Quantitative Data Synthesis and Analysis
Interrater agreement between the reviewers who screened the studies for inclusion was performed using kappa statistics.21
Meta-analyses of study outcomes were performed wherever possible using RevMan (The Nordic Cochrane Centre, Copenhagen, Denmark). For analysis of continuous data, standardized mean differences (SMDs) with 95% CIs were used, as this method has been reported to be more generalizable39 and allows for assessment of studies utilizing different scales to assess the same outcome. The random-effects model was used to account for variability between studies and its effect on the intervention. The I2 statistic was used to measure the heterogeneity between trials.15 An I2 value of 25% represents a small, 50% a moderate, and 75% a large degree of heterogeneity.16 Effect size was interpreted using Cohen's criteria for pooled estimates.8 Cohen described 0.2 as small, 0.5 as moderate, and 0.8 as large effect sizes.8
To assess for risk of publication bias, funnel plots were constructed.22 A symmetrical funnel plot indicates a lower risk of publication bias, whereas an asymmetrical funnel plot indicates a high risk of publication bias.

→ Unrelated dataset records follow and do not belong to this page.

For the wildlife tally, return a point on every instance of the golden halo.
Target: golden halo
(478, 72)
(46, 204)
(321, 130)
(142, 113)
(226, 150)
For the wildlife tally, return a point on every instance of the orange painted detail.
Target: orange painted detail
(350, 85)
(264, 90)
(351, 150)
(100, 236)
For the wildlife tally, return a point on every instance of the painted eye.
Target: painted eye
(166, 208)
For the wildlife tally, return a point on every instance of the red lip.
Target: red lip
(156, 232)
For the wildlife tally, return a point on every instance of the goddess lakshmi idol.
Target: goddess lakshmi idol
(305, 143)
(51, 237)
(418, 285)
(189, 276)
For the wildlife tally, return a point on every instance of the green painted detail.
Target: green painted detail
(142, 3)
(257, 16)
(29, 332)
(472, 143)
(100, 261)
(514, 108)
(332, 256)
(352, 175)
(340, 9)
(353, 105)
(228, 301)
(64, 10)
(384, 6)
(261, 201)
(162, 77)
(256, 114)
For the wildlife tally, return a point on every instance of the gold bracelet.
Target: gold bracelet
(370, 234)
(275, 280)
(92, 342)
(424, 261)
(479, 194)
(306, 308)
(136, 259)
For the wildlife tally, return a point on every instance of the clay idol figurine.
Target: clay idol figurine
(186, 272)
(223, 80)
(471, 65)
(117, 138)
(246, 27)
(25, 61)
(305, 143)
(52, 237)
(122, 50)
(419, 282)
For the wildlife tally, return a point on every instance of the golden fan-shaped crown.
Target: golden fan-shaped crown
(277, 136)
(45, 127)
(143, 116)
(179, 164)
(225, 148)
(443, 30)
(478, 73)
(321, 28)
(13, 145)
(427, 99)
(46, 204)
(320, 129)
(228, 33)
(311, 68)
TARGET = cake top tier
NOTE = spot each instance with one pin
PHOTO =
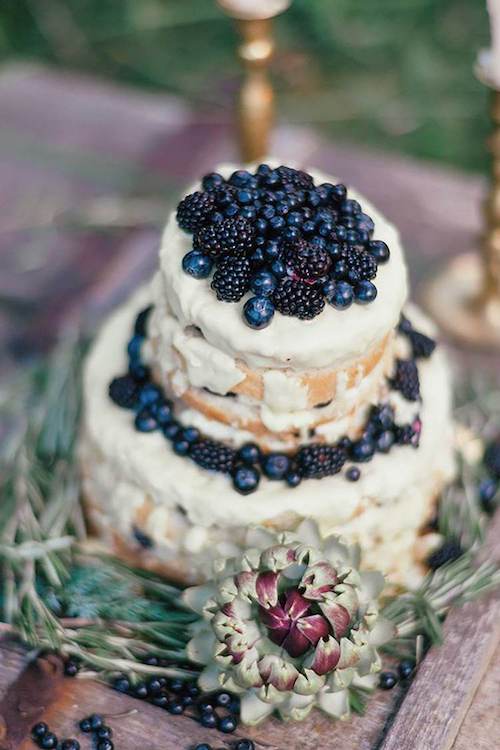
(281, 268)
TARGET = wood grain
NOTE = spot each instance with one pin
(59, 148)
(442, 692)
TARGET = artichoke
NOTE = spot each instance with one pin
(290, 625)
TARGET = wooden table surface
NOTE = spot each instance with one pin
(78, 155)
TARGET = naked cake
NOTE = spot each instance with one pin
(272, 370)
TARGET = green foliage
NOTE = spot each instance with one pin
(395, 74)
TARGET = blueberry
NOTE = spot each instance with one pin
(379, 250)
(291, 234)
(406, 668)
(278, 268)
(353, 474)
(160, 700)
(340, 269)
(388, 680)
(272, 250)
(245, 479)
(171, 430)
(154, 686)
(258, 312)
(232, 210)
(138, 371)
(197, 264)
(162, 412)
(104, 733)
(350, 207)
(48, 741)
(240, 178)
(244, 196)
(191, 434)
(365, 223)
(208, 720)
(141, 690)
(176, 685)
(365, 292)
(343, 296)
(227, 724)
(276, 224)
(175, 707)
(134, 347)
(223, 699)
(244, 745)
(263, 284)
(487, 491)
(212, 180)
(385, 441)
(70, 744)
(249, 453)
(145, 422)
(275, 465)
(39, 730)
(293, 478)
(149, 394)
(363, 449)
(294, 219)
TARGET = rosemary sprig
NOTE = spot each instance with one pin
(43, 558)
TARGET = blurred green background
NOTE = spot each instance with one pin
(392, 74)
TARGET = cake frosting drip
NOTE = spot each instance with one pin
(132, 479)
(331, 339)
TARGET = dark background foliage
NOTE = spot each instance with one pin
(394, 74)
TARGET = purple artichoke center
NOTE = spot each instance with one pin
(292, 624)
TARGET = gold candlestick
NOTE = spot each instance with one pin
(465, 297)
(256, 98)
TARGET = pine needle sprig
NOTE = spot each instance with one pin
(422, 612)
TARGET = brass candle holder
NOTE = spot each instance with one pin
(256, 97)
(465, 297)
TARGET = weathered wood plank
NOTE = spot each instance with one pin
(481, 727)
(443, 690)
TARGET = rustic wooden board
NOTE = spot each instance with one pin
(60, 147)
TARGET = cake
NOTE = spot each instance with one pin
(274, 372)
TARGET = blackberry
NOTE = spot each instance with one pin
(232, 279)
(298, 299)
(214, 456)
(318, 461)
(406, 379)
(124, 391)
(360, 264)
(492, 457)
(194, 210)
(307, 262)
(422, 346)
(449, 551)
(228, 237)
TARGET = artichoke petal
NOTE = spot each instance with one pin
(335, 704)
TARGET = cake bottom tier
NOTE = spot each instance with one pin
(162, 511)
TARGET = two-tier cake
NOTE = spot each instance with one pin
(272, 371)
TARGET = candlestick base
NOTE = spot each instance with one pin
(457, 301)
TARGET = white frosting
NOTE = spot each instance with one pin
(147, 466)
(332, 339)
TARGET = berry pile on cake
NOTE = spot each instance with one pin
(272, 371)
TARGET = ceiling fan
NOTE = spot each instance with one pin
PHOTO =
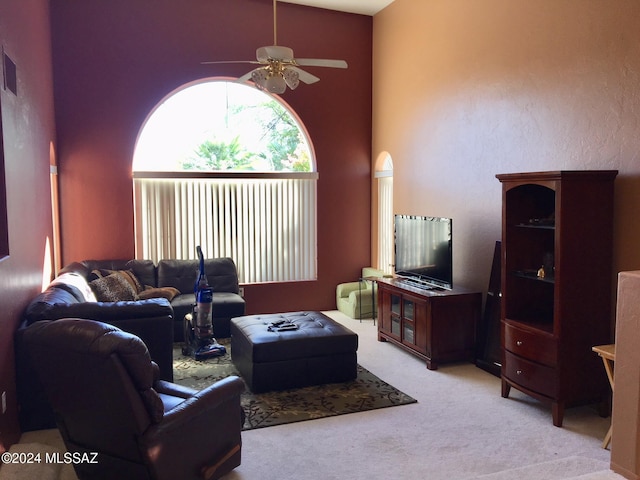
(279, 68)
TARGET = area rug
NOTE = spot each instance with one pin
(366, 392)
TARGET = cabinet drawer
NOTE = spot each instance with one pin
(531, 345)
(531, 375)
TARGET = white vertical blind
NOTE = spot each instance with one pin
(266, 223)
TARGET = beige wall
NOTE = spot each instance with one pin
(466, 89)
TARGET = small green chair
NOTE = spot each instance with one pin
(357, 299)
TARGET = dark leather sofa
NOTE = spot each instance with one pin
(158, 322)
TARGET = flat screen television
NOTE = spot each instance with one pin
(423, 250)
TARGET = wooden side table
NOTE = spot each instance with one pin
(608, 355)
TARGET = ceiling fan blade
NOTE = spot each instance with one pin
(305, 77)
(320, 62)
(230, 61)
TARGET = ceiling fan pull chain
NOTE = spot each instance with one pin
(275, 24)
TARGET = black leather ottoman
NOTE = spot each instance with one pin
(319, 351)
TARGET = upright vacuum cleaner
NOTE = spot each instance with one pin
(199, 341)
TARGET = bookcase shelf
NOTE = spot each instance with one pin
(556, 282)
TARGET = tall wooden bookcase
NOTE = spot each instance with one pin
(557, 285)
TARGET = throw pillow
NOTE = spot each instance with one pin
(113, 288)
(78, 281)
(127, 275)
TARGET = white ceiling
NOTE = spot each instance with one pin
(363, 7)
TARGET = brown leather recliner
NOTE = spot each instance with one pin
(108, 400)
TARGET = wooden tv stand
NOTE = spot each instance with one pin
(438, 326)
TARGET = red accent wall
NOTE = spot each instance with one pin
(114, 61)
(28, 133)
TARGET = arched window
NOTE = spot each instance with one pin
(228, 167)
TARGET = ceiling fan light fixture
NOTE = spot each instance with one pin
(272, 82)
(291, 77)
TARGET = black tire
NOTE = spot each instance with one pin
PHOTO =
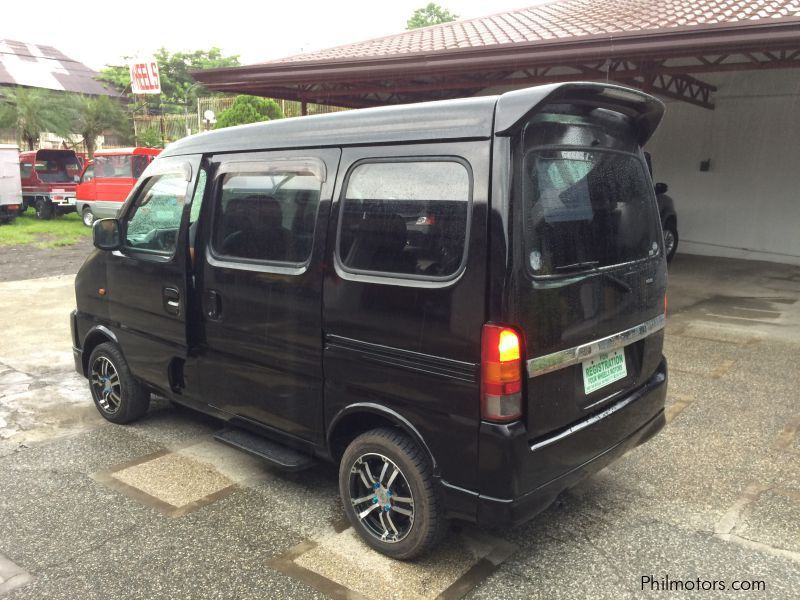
(44, 209)
(87, 215)
(671, 249)
(120, 402)
(415, 534)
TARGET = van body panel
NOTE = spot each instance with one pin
(109, 187)
(10, 182)
(49, 175)
(138, 285)
(463, 118)
(260, 357)
(556, 310)
(415, 349)
(382, 320)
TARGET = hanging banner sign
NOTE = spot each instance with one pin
(144, 76)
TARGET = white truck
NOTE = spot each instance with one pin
(10, 183)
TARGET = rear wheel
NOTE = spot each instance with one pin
(386, 486)
(118, 396)
(87, 216)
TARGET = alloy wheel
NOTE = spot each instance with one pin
(381, 497)
(106, 385)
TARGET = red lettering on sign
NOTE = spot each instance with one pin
(154, 70)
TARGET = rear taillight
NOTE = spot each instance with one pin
(501, 374)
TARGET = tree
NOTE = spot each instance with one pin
(93, 116)
(249, 109)
(176, 82)
(433, 14)
(30, 111)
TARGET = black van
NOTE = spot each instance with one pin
(462, 302)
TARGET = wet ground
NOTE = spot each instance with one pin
(159, 510)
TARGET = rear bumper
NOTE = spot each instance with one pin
(538, 471)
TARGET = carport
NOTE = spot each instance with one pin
(727, 69)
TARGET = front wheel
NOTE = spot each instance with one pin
(386, 486)
(118, 396)
(87, 216)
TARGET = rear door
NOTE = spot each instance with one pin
(588, 277)
(146, 282)
(404, 299)
(261, 287)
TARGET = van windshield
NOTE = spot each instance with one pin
(586, 208)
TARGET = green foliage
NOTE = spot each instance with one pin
(432, 14)
(30, 111)
(94, 115)
(176, 81)
(249, 109)
(150, 138)
(61, 231)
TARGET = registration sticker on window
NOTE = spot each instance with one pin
(604, 370)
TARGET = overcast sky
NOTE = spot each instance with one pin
(100, 33)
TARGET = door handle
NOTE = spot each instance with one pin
(213, 304)
(172, 300)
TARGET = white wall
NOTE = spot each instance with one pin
(748, 204)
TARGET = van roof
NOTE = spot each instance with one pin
(126, 151)
(463, 118)
(28, 153)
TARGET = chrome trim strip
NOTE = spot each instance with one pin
(587, 423)
(572, 356)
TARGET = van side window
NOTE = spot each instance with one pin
(113, 167)
(153, 222)
(267, 216)
(406, 218)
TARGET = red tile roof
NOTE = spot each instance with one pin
(562, 20)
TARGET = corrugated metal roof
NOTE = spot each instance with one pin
(561, 20)
(32, 65)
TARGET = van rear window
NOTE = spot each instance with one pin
(585, 209)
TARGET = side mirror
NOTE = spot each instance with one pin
(105, 234)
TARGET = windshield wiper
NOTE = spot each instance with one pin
(589, 264)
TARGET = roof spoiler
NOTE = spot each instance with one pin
(513, 108)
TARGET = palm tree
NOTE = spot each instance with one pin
(94, 115)
(30, 111)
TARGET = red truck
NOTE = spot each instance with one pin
(48, 181)
(107, 180)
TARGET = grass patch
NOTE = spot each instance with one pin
(55, 233)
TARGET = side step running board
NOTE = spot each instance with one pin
(280, 456)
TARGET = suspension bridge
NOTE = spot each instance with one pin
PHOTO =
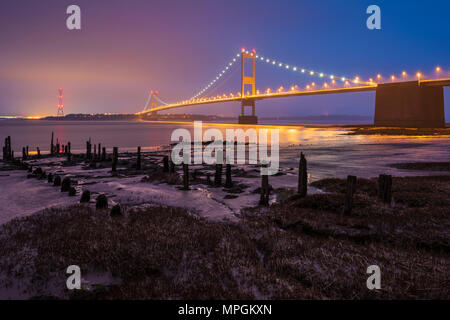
(398, 102)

A 2-point change in pain on a visual analog scale (VAS) ranging from 0 to 10 was considered a clinically meaningful change in pain for between-group comparisons, as this criterion was also used in a previous systematic review of dry needling,20 enabling comparisons with the previous literature. As we were unable to find evidence describing the minimal clinically important difference for PPT, between-group comparisons were not performed for PPT.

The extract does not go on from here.